As a web developer that programs in PHP, on my free time I like to run some math algorithms to see the wonder of math.
In this experiment, I wanted to check the final results for $B= A^x -(A-1)^x-(A-2)^x-(A-3)^x...(A-n)^x$ as long as $B ≥ 0$
I will list my "findings" in the following before addressing my question:
When $x=2$: and starting with $A=2$
$4 - 1 = 3$
$9 - 4 - 1 = 4$
$16 - 9 - 4 - 1 = 2$
$25 - 16 - 9 = 0$
$36 - 25 = 11$
$49 - 36 = 13$
$64 - 49 = 15$
...
Notice: when $A = 5$ meaning $25 - 16 - 9 = 0$ we get $B=0$
Notice: according to my script and fist $1000$ results, starting $36−25=11$ (number $5$ on the list), $B$ always goes up and there are no more than one deductions before $B≥0$
When $x=3$: and starting with $A=2$
$8 - 1 = 7$
$27 - 8 - 1 = 18$
$64 - 27 - 8 - 1 = 28$
$125 - 64 - 27 - 8 - 1 = 25$
$216 - 125 - 64 - 27 = 0$
$343 - 216 - 125 = 2$
$512 - 343 = 169$
$729 - 512 = 217$
$1000 - 729 = 271$
...
Notice: when $A = 6$ meaning $216 - 125 - 64 - 27 = 0$ we get $B=0$
Notice: according to my script and fist $1000$ results, starting with $512 - 343 = 169$ (as a peak number $7$ on the list), $B$ always goes up and there are no more than one deduction before $B≥0$
When $x=4$: and starting with $A=2$
$16 - 1 = 15 $
$81 - 16 - 1 = 64$
$256 - 81 - 16 - 1 = 158 $
$625 - 256 - 81 - 16 - 1 = 271 $
$1296 - 625 - 256 - 81 - 16 - 1 = 317$
$2401 - 1296 - 625 - 256 - 81 - 16 - 1 = 126$
$4096 - 2401 - 1296 = 399$
$6561 - 4096 - 2401 = 64$
$10000 - 6561 = 3439$
$14641 - 10000 = 4641$
$20736 - 14641 = 6095$
...
- Notice: according to my script and fist $1000$ results, starting with $10000 - 6561 = 3439$ (as a peak number $9$ on the list), $B$ always goes up and there are no more than one deduction before $B≥0$.

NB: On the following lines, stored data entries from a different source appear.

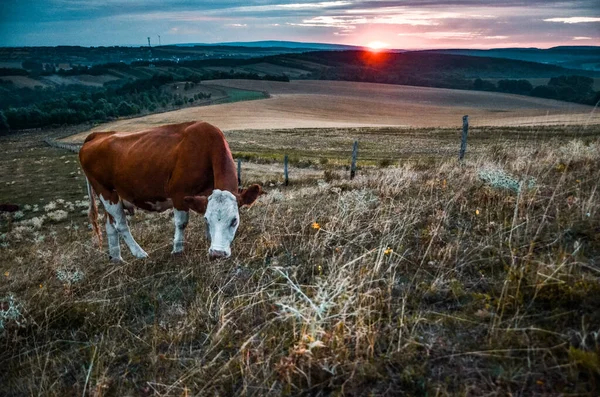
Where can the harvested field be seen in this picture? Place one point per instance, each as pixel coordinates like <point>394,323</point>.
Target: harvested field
<point>329,104</point>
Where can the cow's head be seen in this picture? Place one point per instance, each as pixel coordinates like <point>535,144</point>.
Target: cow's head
<point>222,216</point>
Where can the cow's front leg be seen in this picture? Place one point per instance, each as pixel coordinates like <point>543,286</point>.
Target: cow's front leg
<point>180,219</point>
<point>120,223</point>
<point>114,249</point>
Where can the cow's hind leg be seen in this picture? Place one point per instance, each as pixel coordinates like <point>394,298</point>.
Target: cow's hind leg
<point>117,212</point>
<point>180,219</point>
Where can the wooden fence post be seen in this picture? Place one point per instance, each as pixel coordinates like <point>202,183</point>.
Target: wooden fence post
<point>353,165</point>
<point>285,160</point>
<point>240,174</point>
<point>463,142</point>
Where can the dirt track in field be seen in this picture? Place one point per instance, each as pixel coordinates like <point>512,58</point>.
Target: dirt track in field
<point>329,104</point>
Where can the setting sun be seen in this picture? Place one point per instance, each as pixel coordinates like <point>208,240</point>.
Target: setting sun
<point>377,45</point>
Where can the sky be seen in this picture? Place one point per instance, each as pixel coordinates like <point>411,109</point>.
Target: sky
<point>401,24</point>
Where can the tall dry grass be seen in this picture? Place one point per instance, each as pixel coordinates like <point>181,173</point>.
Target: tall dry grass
<point>421,279</point>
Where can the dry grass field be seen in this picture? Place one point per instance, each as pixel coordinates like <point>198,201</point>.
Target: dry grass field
<point>332,104</point>
<point>423,277</point>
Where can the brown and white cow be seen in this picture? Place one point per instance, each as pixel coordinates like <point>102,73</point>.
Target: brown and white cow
<point>181,166</point>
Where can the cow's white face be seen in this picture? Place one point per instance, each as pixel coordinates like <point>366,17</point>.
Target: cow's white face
<point>222,220</point>
<point>221,212</point>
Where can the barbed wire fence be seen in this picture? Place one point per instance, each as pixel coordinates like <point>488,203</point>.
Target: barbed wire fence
<point>75,147</point>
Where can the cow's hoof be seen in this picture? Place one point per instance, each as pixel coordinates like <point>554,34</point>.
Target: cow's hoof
<point>141,254</point>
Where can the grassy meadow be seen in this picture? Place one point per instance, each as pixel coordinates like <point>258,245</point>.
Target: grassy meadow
<point>421,276</point>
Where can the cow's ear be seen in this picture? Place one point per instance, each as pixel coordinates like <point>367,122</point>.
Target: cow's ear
<point>249,195</point>
<point>196,203</point>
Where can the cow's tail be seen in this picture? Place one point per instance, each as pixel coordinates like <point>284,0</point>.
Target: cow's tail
<point>93,212</point>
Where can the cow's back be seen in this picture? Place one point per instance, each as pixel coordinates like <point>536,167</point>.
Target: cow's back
<point>156,164</point>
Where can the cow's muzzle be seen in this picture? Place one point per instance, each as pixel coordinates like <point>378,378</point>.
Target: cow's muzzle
<point>216,254</point>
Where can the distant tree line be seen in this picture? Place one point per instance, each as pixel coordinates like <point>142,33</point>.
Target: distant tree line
<point>578,89</point>
<point>77,104</point>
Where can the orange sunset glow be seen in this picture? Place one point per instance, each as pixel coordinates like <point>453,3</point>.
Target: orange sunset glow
<point>376,46</point>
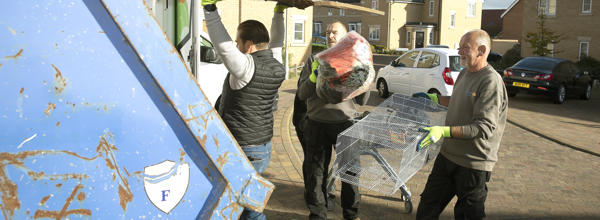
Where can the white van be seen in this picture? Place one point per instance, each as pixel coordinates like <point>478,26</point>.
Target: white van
<point>431,70</point>
<point>210,72</point>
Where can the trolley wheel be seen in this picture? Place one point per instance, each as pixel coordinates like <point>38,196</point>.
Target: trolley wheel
<point>407,206</point>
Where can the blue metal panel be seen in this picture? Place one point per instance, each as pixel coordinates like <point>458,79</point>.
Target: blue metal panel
<point>100,117</point>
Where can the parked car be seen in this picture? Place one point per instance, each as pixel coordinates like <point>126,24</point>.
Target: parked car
<point>494,57</point>
<point>551,76</point>
<point>319,43</point>
<point>437,46</point>
<point>432,70</point>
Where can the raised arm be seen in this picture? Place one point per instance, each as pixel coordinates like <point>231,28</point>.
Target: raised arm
<point>238,64</point>
<point>277,35</point>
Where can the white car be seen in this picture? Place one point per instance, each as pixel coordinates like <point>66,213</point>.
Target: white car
<point>431,70</point>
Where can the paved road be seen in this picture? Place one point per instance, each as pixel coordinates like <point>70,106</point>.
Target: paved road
<point>535,178</point>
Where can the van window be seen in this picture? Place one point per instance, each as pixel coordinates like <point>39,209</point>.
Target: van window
<point>408,60</point>
<point>428,60</point>
<point>455,63</point>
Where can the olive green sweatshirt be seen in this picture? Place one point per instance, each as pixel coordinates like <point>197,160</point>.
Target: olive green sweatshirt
<point>479,104</point>
<point>321,111</point>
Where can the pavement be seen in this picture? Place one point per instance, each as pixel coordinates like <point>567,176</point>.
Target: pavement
<point>542,171</point>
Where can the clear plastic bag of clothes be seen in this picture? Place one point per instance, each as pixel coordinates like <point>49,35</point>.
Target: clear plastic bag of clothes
<point>345,70</point>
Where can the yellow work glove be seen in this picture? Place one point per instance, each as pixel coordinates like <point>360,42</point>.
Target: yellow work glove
<point>431,96</point>
<point>434,134</point>
<point>314,72</point>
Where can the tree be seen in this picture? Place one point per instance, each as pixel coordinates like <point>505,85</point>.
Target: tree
<point>540,40</point>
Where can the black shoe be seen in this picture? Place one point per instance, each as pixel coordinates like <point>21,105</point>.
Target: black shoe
<point>330,202</point>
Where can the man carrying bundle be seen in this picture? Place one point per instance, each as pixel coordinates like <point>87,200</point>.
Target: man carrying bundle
<point>323,124</point>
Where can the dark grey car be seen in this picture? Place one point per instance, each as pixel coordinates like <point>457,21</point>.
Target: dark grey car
<point>551,76</point>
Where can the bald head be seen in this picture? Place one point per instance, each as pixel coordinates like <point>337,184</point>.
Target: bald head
<point>481,38</point>
<point>335,32</point>
<point>474,50</point>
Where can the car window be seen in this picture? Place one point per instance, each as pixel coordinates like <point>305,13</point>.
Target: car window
<point>318,40</point>
<point>408,60</point>
<point>537,64</point>
<point>206,43</point>
<point>455,63</point>
<point>428,60</point>
<point>574,68</point>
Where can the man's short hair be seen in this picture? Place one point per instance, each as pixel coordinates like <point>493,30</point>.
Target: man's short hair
<point>482,38</point>
<point>254,31</point>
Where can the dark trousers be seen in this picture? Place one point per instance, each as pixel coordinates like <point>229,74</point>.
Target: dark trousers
<point>319,139</point>
<point>448,179</point>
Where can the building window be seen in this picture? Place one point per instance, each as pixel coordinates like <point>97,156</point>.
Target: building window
<point>431,8</point>
<point>431,37</point>
<point>317,28</point>
<point>583,49</point>
<point>299,31</point>
<point>586,6</point>
<point>373,32</point>
<point>352,27</point>
<point>550,47</point>
<point>452,19</point>
<point>471,8</point>
<point>547,7</point>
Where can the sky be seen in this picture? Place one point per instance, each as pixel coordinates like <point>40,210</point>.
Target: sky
<point>496,4</point>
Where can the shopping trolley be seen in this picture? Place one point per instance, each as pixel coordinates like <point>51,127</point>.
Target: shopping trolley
<point>379,152</point>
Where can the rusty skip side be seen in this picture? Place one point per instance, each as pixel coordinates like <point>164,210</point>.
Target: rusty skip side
<point>174,91</point>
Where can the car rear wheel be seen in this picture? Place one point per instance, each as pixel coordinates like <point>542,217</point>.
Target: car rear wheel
<point>512,93</point>
<point>434,91</point>
<point>382,88</point>
<point>560,95</point>
<point>587,94</point>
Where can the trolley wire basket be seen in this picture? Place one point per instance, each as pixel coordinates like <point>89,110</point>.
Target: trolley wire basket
<point>379,152</point>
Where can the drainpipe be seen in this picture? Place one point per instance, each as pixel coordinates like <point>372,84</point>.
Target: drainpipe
<point>287,48</point>
<point>389,19</point>
<point>439,27</point>
<point>240,12</point>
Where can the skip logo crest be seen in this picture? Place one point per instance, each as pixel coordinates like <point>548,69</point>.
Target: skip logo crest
<point>165,184</point>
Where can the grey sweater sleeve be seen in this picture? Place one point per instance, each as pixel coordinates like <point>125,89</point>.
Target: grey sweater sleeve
<point>240,65</point>
<point>486,109</point>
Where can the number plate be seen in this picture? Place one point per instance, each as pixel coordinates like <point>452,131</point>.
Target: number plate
<point>524,85</point>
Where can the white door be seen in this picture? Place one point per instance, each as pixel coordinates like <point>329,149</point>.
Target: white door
<point>211,76</point>
<point>427,74</point>
<point>400,75</point>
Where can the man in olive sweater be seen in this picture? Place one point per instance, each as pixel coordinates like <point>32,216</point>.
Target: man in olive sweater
<point>474,126</point>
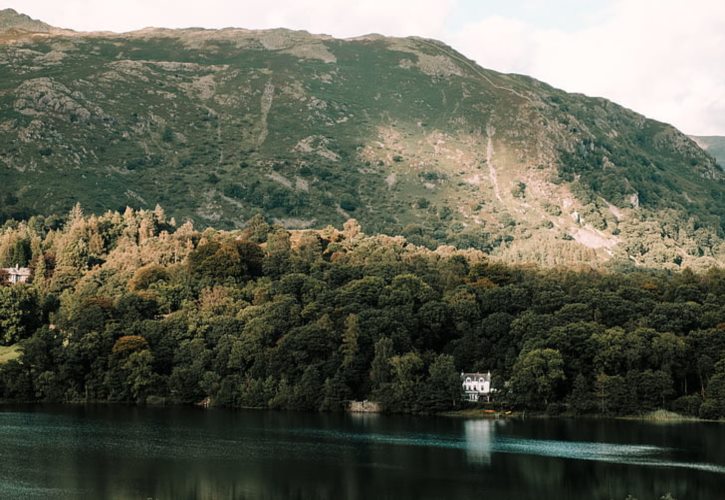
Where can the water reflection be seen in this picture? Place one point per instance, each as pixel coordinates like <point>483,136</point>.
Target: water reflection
<point>183,453</point>
<point>479,440</point>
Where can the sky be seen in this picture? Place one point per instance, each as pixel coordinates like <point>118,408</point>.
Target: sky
<point>662,58</point>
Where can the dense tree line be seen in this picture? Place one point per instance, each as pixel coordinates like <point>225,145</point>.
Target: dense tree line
<point>131,307</point>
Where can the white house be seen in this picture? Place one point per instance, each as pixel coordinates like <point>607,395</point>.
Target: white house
<point>476,386</point>
<point>17,274</point>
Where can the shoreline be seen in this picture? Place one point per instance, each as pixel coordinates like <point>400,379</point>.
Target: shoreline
<point>656,417</point>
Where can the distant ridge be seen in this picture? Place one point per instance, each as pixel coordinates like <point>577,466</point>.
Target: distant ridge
<point>713,144</point>
<point>11,19</point>
<point>406,135</point>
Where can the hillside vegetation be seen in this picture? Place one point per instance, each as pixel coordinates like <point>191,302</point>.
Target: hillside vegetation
<point>715,145</point>
<point>406,135</point>
<point>128,307</point>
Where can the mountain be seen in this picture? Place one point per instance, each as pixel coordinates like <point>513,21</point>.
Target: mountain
<point>404,134</point>
<point>11,20</point>
<point>714,145</point>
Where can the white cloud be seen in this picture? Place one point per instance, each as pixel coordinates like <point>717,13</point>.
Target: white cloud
<point>661,58</point>
<point>335,17</point>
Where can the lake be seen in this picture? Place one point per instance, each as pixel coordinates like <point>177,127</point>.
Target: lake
<point>126,452</point>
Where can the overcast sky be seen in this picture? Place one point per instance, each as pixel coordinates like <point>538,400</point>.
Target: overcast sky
<point>662,58</point>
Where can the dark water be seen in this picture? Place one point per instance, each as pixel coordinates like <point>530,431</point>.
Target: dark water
<point>118,452</point>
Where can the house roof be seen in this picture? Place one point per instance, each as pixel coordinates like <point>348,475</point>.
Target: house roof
<point>477,375</point>
<point>17,271</point>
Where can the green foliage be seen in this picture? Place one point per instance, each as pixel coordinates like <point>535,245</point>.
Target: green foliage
<point>309,320</point>
<point>536,375</point>
<point>400,155</point>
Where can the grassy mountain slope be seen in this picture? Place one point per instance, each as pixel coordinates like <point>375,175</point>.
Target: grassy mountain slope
<point>406,135</point>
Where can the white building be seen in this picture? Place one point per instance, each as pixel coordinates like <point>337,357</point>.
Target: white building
<point>476,386</point>
<point>17,274</point>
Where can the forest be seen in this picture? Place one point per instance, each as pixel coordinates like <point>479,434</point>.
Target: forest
<point>133,307</point>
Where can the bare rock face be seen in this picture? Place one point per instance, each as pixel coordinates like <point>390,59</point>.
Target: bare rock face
<point>404,134</point>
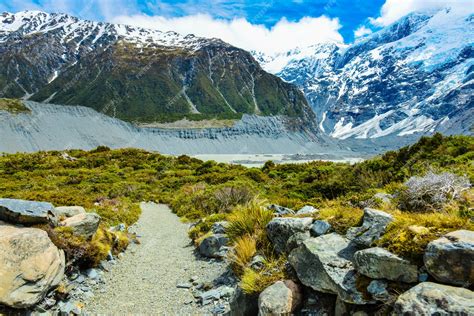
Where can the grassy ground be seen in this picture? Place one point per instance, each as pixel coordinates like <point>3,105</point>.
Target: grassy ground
<point>13,106</point>
<point>112,182</point>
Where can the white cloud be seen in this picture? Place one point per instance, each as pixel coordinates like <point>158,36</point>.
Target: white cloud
<point>284,35</point>
<point>362,31</point>
<point>393,10</point>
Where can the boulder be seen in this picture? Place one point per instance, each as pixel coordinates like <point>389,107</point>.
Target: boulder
<point>378,263</point>
<point>373,226</point>
<point>279,230</point>
<point>280,210</point>
<point>307,210</point>
<point>378,290</point>
<point>429,298</point>
<point>219,227</point>
<point>25,212</point>
<point>296,240</point>
<point>68,211</point>
<point>243,304</point>
<point>280,298</point>
<point>320,228</point>
<point>325,264</point>
<point>450,259</point>
<point>30,265</point>
<point>85,224</point>
<point>211,246</point>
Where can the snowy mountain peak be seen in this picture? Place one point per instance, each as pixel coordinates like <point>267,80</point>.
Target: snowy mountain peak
<point>413,76</point>
<point>30,22</point>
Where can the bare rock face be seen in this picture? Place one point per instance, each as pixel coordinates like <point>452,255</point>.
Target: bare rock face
<point>68,211</point>
<point>25,212</point>
<point>85,224</point>
<point>30,265</point>
<point>374,225</point>
<point>325,264</point>
<point>450,259</point>
<point>281,298</point>
<point>429,298</point>
<point>378,263</point>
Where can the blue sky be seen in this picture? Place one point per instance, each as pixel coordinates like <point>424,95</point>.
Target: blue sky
<point>270,26</point>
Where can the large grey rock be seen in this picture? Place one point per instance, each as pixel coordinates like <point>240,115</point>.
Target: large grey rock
<point>30,265</point>
<point>307,210</point>
<point>68,211</point>
<point>211,246</point>
<point>279,230</point>
<point>450,259</point>
<point>280,298</point>
<point>374,225</point>
<point>85,224</point>
<point>320,228</point>
<point>296,240</point>
<point>25,212</point>
<point>378,263</point>
<point>280,210</point>
<point>243,304</point>
<point>325,264</point>
<point>429,298</point>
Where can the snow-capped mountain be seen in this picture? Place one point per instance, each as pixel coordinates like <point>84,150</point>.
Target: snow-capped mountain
<point>414,76</point>
<point>136,74</point>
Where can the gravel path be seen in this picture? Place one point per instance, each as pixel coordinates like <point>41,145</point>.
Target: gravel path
<point>144,280</point>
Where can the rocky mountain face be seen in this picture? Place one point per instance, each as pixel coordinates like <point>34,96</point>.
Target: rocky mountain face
<point>137,74</point>
<point>410,78</point>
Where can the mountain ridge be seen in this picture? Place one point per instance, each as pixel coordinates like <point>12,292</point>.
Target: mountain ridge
<point>411,77</point>
<point>137,74</point>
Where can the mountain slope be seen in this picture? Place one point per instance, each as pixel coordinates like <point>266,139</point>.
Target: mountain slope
<point>414,76</point>
<point>136,74</point>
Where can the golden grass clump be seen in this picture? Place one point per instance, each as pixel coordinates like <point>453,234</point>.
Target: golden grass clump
<point>409,234</point>
<point>245,248</point>
<point>250,219</point>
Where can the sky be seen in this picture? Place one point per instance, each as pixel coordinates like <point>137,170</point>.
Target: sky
<point>270,26</point>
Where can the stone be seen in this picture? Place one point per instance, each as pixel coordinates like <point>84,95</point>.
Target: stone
<point>325,265</point>
<point>296,240</point>
<point>30,265</point>
<point>378,290</point>
<point>219,227</point>
<point>210,246</point>
<point>450,259</point>
<point>378,263</point>
<point>307,210</point>
<point>320,228</point>
<point>280,210</point>
<point>384,197</point>
<point>243,304</point>
<point>280,229</point>
<point>280,298</point>
<point>318,304</point>
<point>374,224</point>
<point>429,298</point>
<point>25,212</point>
<point>83,224</point>
<point>257,263</point>
<point>68,211</point>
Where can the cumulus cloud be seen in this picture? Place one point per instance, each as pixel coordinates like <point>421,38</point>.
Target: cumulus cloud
<point>284,35</point>
<point>393,10</point>
<point>362,31</point>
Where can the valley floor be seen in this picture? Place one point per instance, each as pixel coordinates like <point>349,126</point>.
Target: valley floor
<point>145,280</point>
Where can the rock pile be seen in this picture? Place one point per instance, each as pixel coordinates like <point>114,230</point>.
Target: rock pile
<point>31,266</point>
<point>350,275</point>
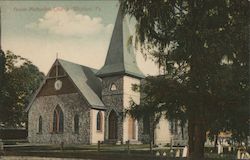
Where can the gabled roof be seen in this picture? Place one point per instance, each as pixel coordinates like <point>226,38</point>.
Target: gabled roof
<point>85,80</point>
<point>120,58</point>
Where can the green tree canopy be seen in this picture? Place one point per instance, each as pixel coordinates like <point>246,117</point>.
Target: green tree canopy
<point>203,47</point>
<point>21,79</point>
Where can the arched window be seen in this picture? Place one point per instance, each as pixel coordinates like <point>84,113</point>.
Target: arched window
<point>113,87</point>
<point>99,121</point>
<point>58,120</point>
<point>131,128</point>
<point>40,125</point>
<point>76,123</point>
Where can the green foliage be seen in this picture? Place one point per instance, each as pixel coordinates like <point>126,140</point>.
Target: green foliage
<point>21,79</point>
<point>202,46</point>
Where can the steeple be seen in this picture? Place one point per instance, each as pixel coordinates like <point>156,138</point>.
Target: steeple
<point>120,59</point>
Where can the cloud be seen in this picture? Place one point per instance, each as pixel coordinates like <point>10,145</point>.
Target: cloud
<point>64,22</point>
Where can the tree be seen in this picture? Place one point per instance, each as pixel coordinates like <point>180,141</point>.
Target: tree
<point>203,45</point>
<point>21,79</point>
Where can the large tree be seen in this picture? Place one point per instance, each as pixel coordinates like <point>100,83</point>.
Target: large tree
<point>20,80</point>
<point>202,46</point>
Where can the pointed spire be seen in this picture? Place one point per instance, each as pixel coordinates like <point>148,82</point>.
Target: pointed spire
<point>120,59</point>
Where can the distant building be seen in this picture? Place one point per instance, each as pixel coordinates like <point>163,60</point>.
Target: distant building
<point>79,104</point>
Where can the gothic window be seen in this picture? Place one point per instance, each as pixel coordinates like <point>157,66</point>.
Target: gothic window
<point>174,126</point>
<point>131,128</point>
<point>99,121</point>
<point>113,87</point>
<point>40,125</point>
<point>76,123</point>
<point>146,125</point>
<point>58,120</point>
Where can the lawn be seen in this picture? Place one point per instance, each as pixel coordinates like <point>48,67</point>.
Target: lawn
<point>107,152</point>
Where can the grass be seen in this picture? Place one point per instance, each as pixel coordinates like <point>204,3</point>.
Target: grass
<point>107,152</point>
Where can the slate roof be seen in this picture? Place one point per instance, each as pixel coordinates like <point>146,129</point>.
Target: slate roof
<point>85,80</point>
<point>120,58</point>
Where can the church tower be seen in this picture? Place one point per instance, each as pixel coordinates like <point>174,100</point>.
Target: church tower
<point>118,74</point>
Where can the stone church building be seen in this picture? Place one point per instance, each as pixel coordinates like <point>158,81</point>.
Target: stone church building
<point>77,104</point>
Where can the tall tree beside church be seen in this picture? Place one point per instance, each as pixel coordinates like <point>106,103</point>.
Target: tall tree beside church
<point>21,79</point>
<point>204,47</point>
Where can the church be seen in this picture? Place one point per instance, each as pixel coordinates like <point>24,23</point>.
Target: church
<point>77,104</point>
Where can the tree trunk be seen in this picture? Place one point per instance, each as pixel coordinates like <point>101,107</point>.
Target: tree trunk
<point>215,141</point>
<point>196,141</point>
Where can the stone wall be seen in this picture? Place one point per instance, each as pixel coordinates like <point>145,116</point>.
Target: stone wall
<point>71,104</point>
<point>119,100</point>
<point>113,100</point>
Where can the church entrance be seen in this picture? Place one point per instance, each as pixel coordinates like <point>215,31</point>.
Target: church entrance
<point>112,125</point>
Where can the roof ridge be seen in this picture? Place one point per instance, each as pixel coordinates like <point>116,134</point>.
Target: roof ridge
<point>76,63</point>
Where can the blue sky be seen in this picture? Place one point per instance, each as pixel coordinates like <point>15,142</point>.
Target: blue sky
<point>79,31</point>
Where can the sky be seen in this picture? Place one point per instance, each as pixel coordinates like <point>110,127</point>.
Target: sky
<point>77,31</point>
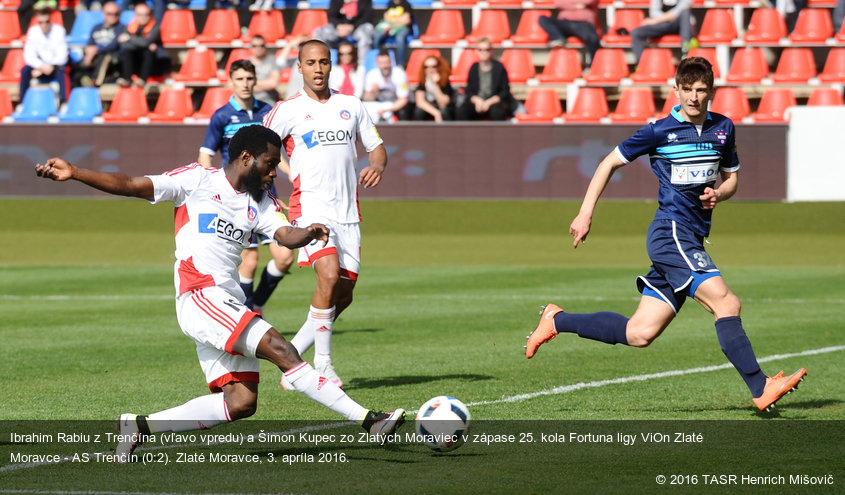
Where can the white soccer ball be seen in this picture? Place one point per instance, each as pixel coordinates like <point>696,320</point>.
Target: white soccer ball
<point>442,423</point>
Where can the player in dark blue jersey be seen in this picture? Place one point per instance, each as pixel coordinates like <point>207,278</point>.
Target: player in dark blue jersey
<point>689,150</point>
<point>240,111</point>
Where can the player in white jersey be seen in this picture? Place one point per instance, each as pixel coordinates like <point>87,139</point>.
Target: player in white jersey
<point>319,128</point>
<point>216,212</point>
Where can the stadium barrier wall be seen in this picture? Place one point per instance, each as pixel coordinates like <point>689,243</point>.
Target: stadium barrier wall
<point>816,164</point>
<point>426,161</point>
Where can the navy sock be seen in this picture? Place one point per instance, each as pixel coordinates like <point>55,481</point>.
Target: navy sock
<point>605,326</point>
<point>737,348</point>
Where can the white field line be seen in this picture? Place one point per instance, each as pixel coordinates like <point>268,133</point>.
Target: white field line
<point>506,399</point>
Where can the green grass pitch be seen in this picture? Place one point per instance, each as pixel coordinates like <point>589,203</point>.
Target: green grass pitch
<point>448,292</point>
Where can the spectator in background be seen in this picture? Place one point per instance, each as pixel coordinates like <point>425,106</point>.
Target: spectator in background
<point>267,73</point>
<point>434,97</point>
<point>386,91</point>
<point>488,91</point>
<point>100,58</point>
<point>45,55</point>
<point>348,76</point>
<point>397,23</point>
<point>141,53</point>
<point>349,20</point>
<point>577,18</point>
<point>664,17</point>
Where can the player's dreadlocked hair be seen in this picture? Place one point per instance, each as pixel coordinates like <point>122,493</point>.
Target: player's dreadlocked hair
<point>254,139</point>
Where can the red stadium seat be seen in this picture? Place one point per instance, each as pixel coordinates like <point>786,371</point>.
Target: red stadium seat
<point>825,97</point>
<point>731,102</point>
<point>461,69</point>
<point>717,27</point>
<point>748,66</point>
<point>214,98</point>
<point>520,65</point>
<point>773,105</point>
<point>655,67</point>
<point>796,65</point>
<point>812,26</point>
<point>128,105</point>
<point>608,67</point>
<point>635,105</point>
<point>173,105</point>
<point>834,66</point>
<point>766,26</point>
<point>221,27</point>
<point>528,31</point>
<point>199,67</point>
<point>541,105</point>
<point>590,106</point>
<point>267,23</point>
<point>444,28</point>
<point>307,21</point>
<point>562,66</point>
<point>177,27</point>
<point>493,24</point>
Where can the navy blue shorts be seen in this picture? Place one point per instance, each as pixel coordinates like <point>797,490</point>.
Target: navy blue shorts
<point>679,263</point>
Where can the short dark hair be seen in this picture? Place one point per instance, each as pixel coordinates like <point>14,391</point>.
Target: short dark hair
<point>694,69</point>
<point>253,139</point>
<point>244,64</point>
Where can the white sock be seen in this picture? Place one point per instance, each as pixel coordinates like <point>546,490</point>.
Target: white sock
<point>304,338</point>
<point>203,412</point>
<point>305,379</point>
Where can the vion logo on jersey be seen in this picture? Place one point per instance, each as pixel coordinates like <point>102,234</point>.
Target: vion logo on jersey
<point>210,223</point>
<point>340,137</point>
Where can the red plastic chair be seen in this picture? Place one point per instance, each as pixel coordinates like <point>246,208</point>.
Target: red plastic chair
<point>221,27</point>
<point>717,27</point>
<point>635,105</point>
<point>199,67</point>
<point>415,60</point>
<point>444,28</point>
<point>627,19</point>
<point>590,106</point>
<point>520,65</point>
<point>766,26</point>
<point>528,31</point>
<point>731,102</point>
<point>307,21</point>
<point>562,66</point>
<point>834,66</point>
<point>12,65</point>
<point>214,98</point>
<point>748,66</point>
<point>177,27</point>
<point>173,105</point>
<point>128,105</point>
<point>460,71</point>
<point>796,65</point>
<point>825,97</point>
<point>812,26</point>
<point>655,67</point>
<point>541,105</point>
<point>492,24</point>
<point>268,23</point>
<point>710,55</point>
<point>608,67</point>
<point>773,105</point>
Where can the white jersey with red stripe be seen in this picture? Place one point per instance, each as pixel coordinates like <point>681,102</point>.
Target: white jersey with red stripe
<point>213,225</point>
<point>320,140</point>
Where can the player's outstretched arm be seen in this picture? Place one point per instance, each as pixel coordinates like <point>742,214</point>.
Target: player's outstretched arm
<point>113,183</point>
<point>371,176</point>
<point>580,227</point>
<point>294,237</point>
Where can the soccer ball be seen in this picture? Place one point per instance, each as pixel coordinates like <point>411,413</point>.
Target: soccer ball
<point>442,423</point>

And it continues like this when $x>3$ ,,,
I understand that the proportion between consecutive numbers is decreasing as the numbers are growing, but it seems as every list begins with a small bump where $B$ and the amount of deductions is increasing for a bit, then decreasing, and then $B$ is increasing from there on consecutively while the amount of deductions is no more than one.
It seems as if the bumps last longer as $x$ grows bigger.
A) Is there any explanation for the bump and will it occur and grow for all $x$ as $x$ gets bigger?
B) Is $25 - 16 - 9 = 0$ and $216 - 125 - 64 - 27 = 0$ the only examples where $B=0$?
As a self learner I really don't know what I am searching for, so if this is a duplicate please close and refer.